At a very young age I was encouraged to participate in a variety of sports which have subsequently shaped me into the person I am today. The sport that has played the most pivotal role in my life would have to be football. I’m an avid football fan and player and travel home and away to support my team. I’ve played football all my life and understand the ramifications and intricacies of achieving individual sporting success within your specific field. I have trained and played for both my school and local football team and my tenacity and commitment to my sport paid off by being being awarded top goal scorer and managers player during the 2013/14 season. These awards gave me the drive and determination to be the best athlete I could possibly be and in the consecutive season I was made team captain.
I have a huge passion for sport and always relish the challenges of learning new ones as well as bettering myself in existing ones. Throughout my A2 PE course the topic of biomechanics has fascinated me and in an attempt to further extend my knowledge I attended an extra curricular lecture where biomechanics was discussed at length. One particular thing that enthralled me from this lecture was how elite athletes are able to keep improving despite being the best athlete within their particular field.
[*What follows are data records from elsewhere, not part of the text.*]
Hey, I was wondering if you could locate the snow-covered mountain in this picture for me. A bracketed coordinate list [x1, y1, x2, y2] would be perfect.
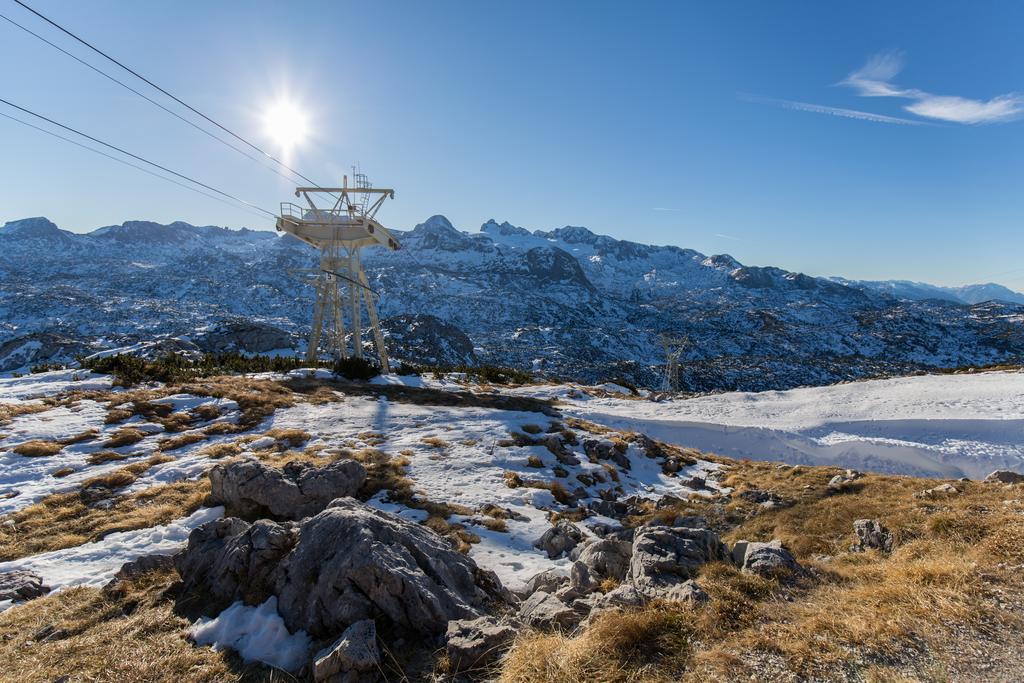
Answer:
[0, 216, 1024, 390]
[831, 278, 1024, 304]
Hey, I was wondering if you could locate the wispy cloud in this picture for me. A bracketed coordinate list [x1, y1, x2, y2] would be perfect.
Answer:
[741, 95, 924, 126]
[840, 51, 1024, 124]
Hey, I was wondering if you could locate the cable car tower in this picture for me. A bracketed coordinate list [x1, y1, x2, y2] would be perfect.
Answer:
[276, 173, 400, 373]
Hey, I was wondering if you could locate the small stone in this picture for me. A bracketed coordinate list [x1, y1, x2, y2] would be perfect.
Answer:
[445, 616, 516, 673]
[985, 470, 1024, 483]
[519, 591, 580, 629]
[313, 618, 381, 683]
[850, 519, 895, 553]
[0, 569, 50, 602]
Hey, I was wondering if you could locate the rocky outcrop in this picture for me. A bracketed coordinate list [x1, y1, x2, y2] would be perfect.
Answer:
[0, 570, 50, 602]
[519, 591, 582, 630]
[194, 318, 295, 353]
[313, 618, 381, 683]
[850, 519, 896, 553]
[175, 498, 506, 638]
[275, 499, 500, 635]
[210, 460, 367, 519]
[732, 540, 803, 579]
[444, 616, 516, 672]
[174, 517, 298, 611]
[381, 313, 477, 367]
[985, 470, 1024, 483]
[628, 526, 729, 597]
[534, 520, 583, 559]
[579, 539, 633, 581]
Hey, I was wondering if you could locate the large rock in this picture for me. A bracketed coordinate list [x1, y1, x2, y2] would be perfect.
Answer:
[210, 459, 367, 519]
[985, 470, 1024, 483]
[195, 319, 295, 353]
[534, 519, 583, 559]
[181, 498, 508, 638]
[850, 519, 896, 553]
[628, 526, 728, 595]
[0, 570, 50, 601]
[274, 499, 502, 637]
[313, 618, 381, 683]
[580, 539, 633, 581]
[518, 567, 569, 598]
[444, 616, 516, 672]
[519, 591, 581, 629]
[174, 517, 298, 611]
[732, 540, 803, 579]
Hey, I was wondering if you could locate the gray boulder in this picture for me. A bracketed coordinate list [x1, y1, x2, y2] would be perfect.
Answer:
[0, 569, 50, 602]
[444, 616, 516, 673]
[313, 618, 381, 683]
[985, 470, 1024, 483]
[628, 526, 728, 595]
[196, 319, 295, 353]
[580, 539, 633, 581]
[274, 499, 504, 637]
[732, 540, 803, 579]
[850, 519, 895, 553]
[103, 555, 174, 593]
[657, 579, 711, 604]
[210, 459, 367, 519]
[181, 498, 508, 638]
[519, 591, 581, 629]
[534, 520, 583, 559]
[518, 568, 569, 597]
[174, 517, 298, 611]
[568, 561, 601, 597]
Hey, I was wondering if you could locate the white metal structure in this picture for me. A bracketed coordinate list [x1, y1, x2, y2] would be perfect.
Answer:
[278, 173, 400, 373]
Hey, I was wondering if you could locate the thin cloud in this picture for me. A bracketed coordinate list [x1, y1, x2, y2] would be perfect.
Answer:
[839, 51, 1024, 125]
[742, 95, 924, 126]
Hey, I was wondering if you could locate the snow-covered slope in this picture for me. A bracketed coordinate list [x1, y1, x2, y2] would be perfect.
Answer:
[569, 372, 1024, 478]
[6, 216, 1024, 390]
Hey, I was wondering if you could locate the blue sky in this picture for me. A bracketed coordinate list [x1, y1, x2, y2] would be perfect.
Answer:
[0, 0, 1024, 290]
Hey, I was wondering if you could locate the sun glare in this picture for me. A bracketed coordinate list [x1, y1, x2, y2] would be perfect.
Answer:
[263, 100, 309, 150]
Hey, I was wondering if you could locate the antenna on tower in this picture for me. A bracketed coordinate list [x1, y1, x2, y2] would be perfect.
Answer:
[657, 335, 690, 392]
[276, 174, 401, 373]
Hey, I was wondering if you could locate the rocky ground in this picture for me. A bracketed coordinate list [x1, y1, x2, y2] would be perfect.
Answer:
[0, 371, 1024, 681]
To get a more realistic view of the academic side of sport and biomechanics itself, I decided to read Seb Coes autobiography which gave me a true insight of a first hand experience into how biomechanics and sporting success were linked. This has subsequently made me curious to learn more about this intriguing aspect of sport and to use it when I teach PE.
3 years ago I was given the opportunity to be an assistant teacher at a local primary school through work experience. This was an invaluable experience which I learned a lot from and helped me understand what was involved in being teacher which I aspire to be once I have completed the course. I was able to get the children to try their hardest and participate in numerous team building exercises which improved their teamwork and coordination as a group. The skills I gathered from this experience such as; leadership, organisation and planning were implemented into the completion of my silver Duke of Edinburgh award. As I have been my football team captain for 2 years I was used to organising large groups of people and found leading my expedition team relatively easy. When I was teaching juniors badminton for the volunteering section of my Duke of Edinburgh I expanded upon the teaching skills I learnt during my work experience and adapted my coaching techniques to every individuals needs so they felt like they were involved and improving.
All 3 of my A2 subjects; Biology, PE and Geography have each had their own . Biology has helped me discover and learn all the biological processes within the body and how each of them interrelate to sport. It has also taught me about diet and exercise and the key aspects to maintaining a healthy lifestyle, which is what I want to instil on the people I teach in the future. Within Geography I have looked at numerous case studies that are dedicated to the obesity problem within the UK and how in todays society obesity levels are 3x higher than in 1980. I feel like PE itself can drastically reduce these numbers for the future and by encouraging more children to actively take up a sport and stay healthy. A big part of PE is sports psychology, which has taught me how to motivate people to perform to the best of their ability through different techniques like extrinsic motivation particularly through external factors like prizes. I feel this knowledge will be essential when I go on to the work placement as part of the course.